Exhibit 3.2(r)
AMENDED AND RESTATED
LIMITED LIABILITY COMPANY AGREEMENT OF
DOVE BARRINGTON DEVELOPMENT LLC
THIS LIMITED LIABILITY COMPANY AGREEMENT (“Agreement”) of Dove Barrington Development LLC (the “Company”), a Delaware limited liability company created pursuant to applicable law, is entered into as of this 1st day of June, 2012, by Beazer Homes Corp., the sole Member of the Company.
RECITALS
WHEREAS, the Company was formed on September 22, 2004 pursuant to a Certificate of Formation filed with the Secretary of State of the State of Delaware;
WHEREAS, pursuant to a Limited Liability Company Agreement dated October 4, 2004, the Company’s initial members were Beazer Homes Corp. and Centex Homes, each holding a 50% membership interest;
WHEREAS, Centex Homes assigned all of its membership interests in the Company to Beazer Homes Corp., pursuant to an Assignment and Assumption Agreement of Membership Interests dated March 27, 2008;
WHEREAS, pursuant to Section 2 of the First Amendment to the Company’s Limited Liability Company Agreement dated March 27, 2008 (the “Amendment”), Beazer Homes Corp. became the sole Member of the Company; and
WHEREAS, in connection with the assumption of Centex Homes’ membership interests in the Company, Beazer Homes Corp., as the sole Member of the Company, wishes to completely amend and restate the Company’s Limited Liability Company Agreement.
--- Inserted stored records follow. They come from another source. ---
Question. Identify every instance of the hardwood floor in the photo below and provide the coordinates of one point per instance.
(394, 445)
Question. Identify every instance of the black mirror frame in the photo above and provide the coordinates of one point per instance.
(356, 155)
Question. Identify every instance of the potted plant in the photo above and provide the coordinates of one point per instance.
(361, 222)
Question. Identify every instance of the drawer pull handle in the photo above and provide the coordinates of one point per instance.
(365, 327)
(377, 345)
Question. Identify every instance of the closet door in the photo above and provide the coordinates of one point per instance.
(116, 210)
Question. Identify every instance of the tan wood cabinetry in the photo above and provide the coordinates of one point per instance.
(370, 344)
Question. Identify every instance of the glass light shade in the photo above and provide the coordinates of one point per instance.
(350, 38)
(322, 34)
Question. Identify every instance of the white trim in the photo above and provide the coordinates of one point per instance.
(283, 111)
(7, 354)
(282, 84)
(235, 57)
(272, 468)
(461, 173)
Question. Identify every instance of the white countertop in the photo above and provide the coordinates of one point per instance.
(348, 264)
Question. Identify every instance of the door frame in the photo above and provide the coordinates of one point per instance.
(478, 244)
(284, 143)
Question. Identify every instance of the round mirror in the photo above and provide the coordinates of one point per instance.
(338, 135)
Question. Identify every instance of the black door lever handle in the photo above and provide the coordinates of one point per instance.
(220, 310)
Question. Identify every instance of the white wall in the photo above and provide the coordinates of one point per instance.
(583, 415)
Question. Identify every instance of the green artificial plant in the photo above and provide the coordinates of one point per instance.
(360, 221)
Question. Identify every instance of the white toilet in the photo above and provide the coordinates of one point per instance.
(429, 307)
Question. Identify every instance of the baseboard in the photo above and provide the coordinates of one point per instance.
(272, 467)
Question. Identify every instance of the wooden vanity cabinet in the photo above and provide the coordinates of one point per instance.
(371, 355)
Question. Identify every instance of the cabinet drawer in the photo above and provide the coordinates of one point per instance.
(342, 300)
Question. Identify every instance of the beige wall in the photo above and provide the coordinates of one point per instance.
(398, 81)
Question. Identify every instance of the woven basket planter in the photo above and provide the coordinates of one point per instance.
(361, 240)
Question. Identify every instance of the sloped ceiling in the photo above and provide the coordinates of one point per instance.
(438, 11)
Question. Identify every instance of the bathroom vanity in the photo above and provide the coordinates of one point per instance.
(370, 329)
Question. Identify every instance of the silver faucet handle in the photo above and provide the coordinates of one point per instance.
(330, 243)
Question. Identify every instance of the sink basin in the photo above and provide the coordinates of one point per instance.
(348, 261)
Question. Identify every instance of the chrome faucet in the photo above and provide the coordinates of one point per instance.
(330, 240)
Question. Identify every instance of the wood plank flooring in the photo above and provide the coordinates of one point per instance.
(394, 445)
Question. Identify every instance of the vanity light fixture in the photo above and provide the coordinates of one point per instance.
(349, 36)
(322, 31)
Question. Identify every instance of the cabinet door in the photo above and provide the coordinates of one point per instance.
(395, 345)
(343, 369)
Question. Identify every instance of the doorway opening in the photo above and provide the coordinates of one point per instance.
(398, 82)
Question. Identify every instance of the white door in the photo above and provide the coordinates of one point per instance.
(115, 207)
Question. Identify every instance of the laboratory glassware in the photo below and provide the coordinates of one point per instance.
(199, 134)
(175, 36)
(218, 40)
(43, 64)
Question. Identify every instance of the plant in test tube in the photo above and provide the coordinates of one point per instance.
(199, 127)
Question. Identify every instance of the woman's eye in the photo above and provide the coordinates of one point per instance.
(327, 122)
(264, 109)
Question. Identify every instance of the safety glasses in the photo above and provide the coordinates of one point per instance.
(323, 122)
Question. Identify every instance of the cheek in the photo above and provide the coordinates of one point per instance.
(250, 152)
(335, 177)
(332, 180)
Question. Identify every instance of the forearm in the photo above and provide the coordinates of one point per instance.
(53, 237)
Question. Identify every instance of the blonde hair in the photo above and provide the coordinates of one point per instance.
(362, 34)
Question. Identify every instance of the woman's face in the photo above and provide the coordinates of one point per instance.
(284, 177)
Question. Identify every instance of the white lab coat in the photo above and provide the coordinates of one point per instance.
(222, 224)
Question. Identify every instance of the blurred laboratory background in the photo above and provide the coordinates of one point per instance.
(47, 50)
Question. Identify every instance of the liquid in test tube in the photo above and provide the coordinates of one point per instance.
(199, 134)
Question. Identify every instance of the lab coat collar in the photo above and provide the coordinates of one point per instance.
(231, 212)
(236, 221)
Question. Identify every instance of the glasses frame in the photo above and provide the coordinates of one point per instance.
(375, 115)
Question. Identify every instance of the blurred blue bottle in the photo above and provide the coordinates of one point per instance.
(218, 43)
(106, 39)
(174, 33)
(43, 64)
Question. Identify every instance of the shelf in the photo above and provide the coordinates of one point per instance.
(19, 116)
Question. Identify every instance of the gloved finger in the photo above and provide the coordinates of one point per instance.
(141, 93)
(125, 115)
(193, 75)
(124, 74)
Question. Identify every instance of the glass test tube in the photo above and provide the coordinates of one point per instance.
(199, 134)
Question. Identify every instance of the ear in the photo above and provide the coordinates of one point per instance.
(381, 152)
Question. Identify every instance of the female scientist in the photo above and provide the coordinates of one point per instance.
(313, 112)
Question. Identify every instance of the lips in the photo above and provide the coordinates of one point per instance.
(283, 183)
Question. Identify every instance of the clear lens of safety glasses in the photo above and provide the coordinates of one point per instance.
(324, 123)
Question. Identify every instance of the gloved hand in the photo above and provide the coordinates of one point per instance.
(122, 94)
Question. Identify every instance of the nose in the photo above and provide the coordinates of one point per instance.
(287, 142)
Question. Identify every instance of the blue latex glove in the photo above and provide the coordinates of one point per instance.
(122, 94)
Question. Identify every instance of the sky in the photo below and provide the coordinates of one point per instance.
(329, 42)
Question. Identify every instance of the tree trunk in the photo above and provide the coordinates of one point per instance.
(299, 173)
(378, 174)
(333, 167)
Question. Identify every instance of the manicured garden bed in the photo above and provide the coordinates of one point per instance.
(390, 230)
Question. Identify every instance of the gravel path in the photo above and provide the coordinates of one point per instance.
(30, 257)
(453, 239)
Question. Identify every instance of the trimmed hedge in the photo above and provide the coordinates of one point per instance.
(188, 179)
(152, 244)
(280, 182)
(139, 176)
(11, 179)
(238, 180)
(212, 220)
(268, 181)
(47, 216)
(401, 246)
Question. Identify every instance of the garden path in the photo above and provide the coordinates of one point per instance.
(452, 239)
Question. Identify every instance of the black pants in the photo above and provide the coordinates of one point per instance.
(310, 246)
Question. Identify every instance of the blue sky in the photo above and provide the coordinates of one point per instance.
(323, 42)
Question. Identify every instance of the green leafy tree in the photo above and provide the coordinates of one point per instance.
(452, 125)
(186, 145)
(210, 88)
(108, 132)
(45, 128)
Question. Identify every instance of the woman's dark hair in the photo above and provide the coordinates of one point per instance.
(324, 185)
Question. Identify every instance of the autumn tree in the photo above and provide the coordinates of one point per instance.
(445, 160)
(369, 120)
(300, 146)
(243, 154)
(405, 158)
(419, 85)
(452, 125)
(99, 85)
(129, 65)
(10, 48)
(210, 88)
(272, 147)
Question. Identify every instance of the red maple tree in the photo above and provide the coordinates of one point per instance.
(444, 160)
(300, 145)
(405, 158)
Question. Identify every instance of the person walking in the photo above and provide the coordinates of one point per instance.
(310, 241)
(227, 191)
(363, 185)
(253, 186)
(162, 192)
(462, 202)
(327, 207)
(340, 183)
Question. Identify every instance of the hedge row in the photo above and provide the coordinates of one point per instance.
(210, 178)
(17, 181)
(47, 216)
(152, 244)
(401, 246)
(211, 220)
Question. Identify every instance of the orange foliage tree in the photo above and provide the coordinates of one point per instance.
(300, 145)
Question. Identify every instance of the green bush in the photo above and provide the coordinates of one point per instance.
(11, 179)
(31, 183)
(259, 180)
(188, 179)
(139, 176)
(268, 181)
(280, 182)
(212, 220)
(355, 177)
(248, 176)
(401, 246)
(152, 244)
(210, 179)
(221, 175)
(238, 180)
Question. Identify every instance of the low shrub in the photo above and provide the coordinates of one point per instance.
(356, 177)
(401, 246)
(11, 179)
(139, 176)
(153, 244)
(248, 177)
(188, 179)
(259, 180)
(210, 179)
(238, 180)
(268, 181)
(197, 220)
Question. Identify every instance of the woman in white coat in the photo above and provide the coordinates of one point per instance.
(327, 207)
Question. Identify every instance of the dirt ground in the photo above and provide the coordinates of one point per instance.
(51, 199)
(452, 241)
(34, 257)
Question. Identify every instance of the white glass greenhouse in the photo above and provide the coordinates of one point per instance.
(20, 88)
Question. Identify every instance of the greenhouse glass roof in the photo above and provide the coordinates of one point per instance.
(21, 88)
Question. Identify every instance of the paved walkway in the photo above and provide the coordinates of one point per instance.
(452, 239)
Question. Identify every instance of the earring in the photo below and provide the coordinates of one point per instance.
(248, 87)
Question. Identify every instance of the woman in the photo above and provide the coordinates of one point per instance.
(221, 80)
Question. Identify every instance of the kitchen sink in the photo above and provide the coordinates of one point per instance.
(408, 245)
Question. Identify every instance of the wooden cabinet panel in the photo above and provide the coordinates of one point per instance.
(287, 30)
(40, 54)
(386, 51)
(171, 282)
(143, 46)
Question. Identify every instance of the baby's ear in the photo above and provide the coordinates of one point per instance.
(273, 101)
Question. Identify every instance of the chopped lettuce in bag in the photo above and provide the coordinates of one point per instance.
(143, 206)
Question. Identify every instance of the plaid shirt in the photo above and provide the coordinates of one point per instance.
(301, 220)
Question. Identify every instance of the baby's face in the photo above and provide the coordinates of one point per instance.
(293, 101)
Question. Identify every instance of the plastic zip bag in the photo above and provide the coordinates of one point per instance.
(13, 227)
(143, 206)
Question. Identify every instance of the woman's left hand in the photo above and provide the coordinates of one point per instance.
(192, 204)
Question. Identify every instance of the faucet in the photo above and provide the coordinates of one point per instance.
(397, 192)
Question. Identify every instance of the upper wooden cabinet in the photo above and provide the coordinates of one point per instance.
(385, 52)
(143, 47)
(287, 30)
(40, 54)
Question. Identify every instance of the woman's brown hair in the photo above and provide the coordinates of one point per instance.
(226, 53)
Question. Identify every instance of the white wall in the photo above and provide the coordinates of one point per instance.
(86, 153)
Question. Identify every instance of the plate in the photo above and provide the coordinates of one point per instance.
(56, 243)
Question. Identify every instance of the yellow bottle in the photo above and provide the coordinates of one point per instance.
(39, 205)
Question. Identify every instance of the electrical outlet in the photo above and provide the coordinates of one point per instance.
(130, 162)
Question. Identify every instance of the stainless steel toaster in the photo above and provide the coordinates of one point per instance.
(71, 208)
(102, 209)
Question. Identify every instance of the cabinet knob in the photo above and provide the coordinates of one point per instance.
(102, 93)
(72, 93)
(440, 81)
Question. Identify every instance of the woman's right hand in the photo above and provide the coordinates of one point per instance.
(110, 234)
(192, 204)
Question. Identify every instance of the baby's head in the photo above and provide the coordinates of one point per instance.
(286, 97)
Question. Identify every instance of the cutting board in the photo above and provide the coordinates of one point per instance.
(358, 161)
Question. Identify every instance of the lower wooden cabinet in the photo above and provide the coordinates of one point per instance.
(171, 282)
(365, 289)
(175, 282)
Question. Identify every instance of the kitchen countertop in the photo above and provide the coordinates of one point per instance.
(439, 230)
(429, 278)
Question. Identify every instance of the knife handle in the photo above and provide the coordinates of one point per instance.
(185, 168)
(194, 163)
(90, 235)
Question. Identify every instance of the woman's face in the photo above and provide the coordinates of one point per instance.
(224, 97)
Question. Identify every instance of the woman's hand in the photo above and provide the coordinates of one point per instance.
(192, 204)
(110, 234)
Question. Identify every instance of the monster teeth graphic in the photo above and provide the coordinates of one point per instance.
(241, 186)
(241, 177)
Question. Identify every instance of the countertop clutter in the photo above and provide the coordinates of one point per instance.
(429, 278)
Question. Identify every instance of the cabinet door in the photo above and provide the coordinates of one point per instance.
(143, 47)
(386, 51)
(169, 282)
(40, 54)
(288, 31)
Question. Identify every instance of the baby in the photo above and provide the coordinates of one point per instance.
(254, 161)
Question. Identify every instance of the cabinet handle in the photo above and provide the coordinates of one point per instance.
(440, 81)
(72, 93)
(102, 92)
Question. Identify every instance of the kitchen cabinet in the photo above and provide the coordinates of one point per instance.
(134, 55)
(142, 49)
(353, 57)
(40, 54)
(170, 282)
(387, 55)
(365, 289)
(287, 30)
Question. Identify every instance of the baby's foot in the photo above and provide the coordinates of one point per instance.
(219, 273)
NOW, THEREFORE, in consideration of the recitals and other good and valuable consideration, the receipt and sufficiency of which are hereby acknowledged, Beazer Homes Corp., as the sole Member of the Company, states and affirms that the Company’s Limited Liability Company Agreement is hereby completely superseded and restated as follows:
ARTICLE I.
DEFINITIONS
For purposes of this Agreement, unless the context clearly indicates otherwise, the following terms shall have the following meanings:
“Affiliate” means (a) any person which, directly or indirectly, controls, is controlled by or is under common control with the specified person, (b) any person of which the specified person serves as an officer, partner or trustee or with respect to which the specified person served in a similar capacity, (c) any person of which a specified person is, directly or indirectly, the beneficial owner of ten percent (10%) or more of any class of equity securities of the person, (d) any person that, directly or indirectly, is the beneficial owner of ten percent (10%) or more of any class of equity securities of the specified person, and (e) any relative or spouse of the specified person who makes his or her home with the specified person.